Millionen nicht. Es gibt ein Buch über die – so der Titel – »Tage, die Deutschland und die Welt veränderten«. Herausgegeben vom damaligen Bonner Finanzminister Theo Waigel. Mitgeschrieben hatte ein Trio mit besonderer Aufgabe: Waigels Staatssekretär Horst Köhler sowie dessen Mitarbeiter Thilo Sarrazin und Gert Haller. Sie waren noch vor dem Weihnachtsfest 1989 vertraulich mit der Aufgabe betraut, alles für eine schnelle Beseitigung der DDR vorzubereiten. Gert Haller, der später Horst Köhler im Bundespräsidialamt als Freund und Staatssekretär diente: »Die weitreichenden Überlegungen, den Anschluss der DDR über den Artikel 23 des Grundgesetzes herzustellen, durfte man überhaupt nicht in den Mund nehmen.« Denn: »Das Wort ›Anschluss‹ war tabu, weil man befürchtete, mit solchen Vokabeln würde die Aufbruchsstimmung in der DDR massiv beeinträchtigt.« Und schon Mitte Januar 1990 begann dieses Trio infernale nachzudenken über ein »späteres Schlagwort vieler DDR-Bewohner« – die DM betreffend. Das schreibt Haller auf Seite 151 des von Waigel herausgegebenen Buches, das 1994, leider unbeachtet, im Bruckmannverlag erschienen ist – die Verlegerfamilie Bruckmann hatte den Anschlusskünstler Hitler schon Anfang der 20er Jahre in ihrem Salon gesellschaftsfähig gemacht.
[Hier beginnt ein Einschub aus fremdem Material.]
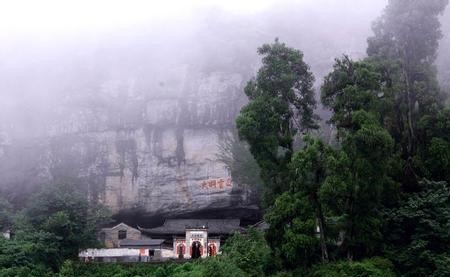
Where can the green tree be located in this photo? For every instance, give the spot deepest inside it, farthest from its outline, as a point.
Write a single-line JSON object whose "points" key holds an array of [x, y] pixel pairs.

Und Sarrazin – das wird aus seinem alten Buchbeitrag deutlich – hatte schon am 15. Januar 1990 unter Köhler mit großer Sorgfalt die Pläne zur Deindustrialisierung Ostdeutschlands ausgearbeitet. Vera Lengsfeld hat Recht: Von da an gab es im einstigen Machtbereich der SED »jede Menge in der DDR unbekanntes Obst«. Und ebenso exotische Bambusrohre. Auf Seite 97 zeigt das Waigel-Buch ein Foto mit dem scheinbar selbst gemalten Transparent: »Kommt die DM bleiben wir, kommt sie nicht, geh'n wir zu ihr!« Befestigt an zwei soliden Bambusstangen. Kamen auch sie – wie das ganze schwarzrotgelbe Fahnenmeer, in dem die DDR ersäuft wurde – aus dem CDU-Hauptquartier in Bonn?